Abstract The solid-phase photocatalytic degradation of poly(vinyl chloride) (PVC)–TiO 2 composite films was investigated under the ambient air in order to assess the feasibility of developing photodegradable polymers. The photodegradation of the composite films was compared with that of pure PVC films through performing weight loss monitoring, scanning electron microscopic (SEM) analysis, gel permeation chromatography (GPC), FT-IR and UV–VIS spectroscopy, and X-ray photoelectron spectroscopy (XPS). TiO 2 -embedded PVC showed highly enhanced photodegradation. Irradiating the composite film for 300 h under air reduced its average molecular weight by two-thirds and weight by 27% while the irradiation under nitrogen atmosphere induced little degradation. The photocatalytic degradation of the composite film accompanied the increase in the FT-IR carbonyl peak intensity, the evolution of CO 2 and H 2 O, and the whitening due to the visible light scattering from growing cavities.

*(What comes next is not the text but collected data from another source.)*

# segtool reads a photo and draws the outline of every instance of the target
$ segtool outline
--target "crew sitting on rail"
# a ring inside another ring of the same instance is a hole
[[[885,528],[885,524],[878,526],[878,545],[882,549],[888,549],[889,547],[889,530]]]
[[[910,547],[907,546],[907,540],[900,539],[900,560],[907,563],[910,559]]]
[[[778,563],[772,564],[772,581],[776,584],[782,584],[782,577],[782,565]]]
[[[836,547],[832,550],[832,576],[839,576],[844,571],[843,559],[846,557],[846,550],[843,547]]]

XPS analysis of the composite film showed that the surface concentration of oxygen increased while that of chlorine decreased with irradiation. The SEM images of the irradiated composite films showed the development of cavities around the imbedded TiO 2 particles and implied that active oxygen species which were photogenerated on TiO 2 surface desorb and diffuse across a few micrometers to react with the polymer matrix.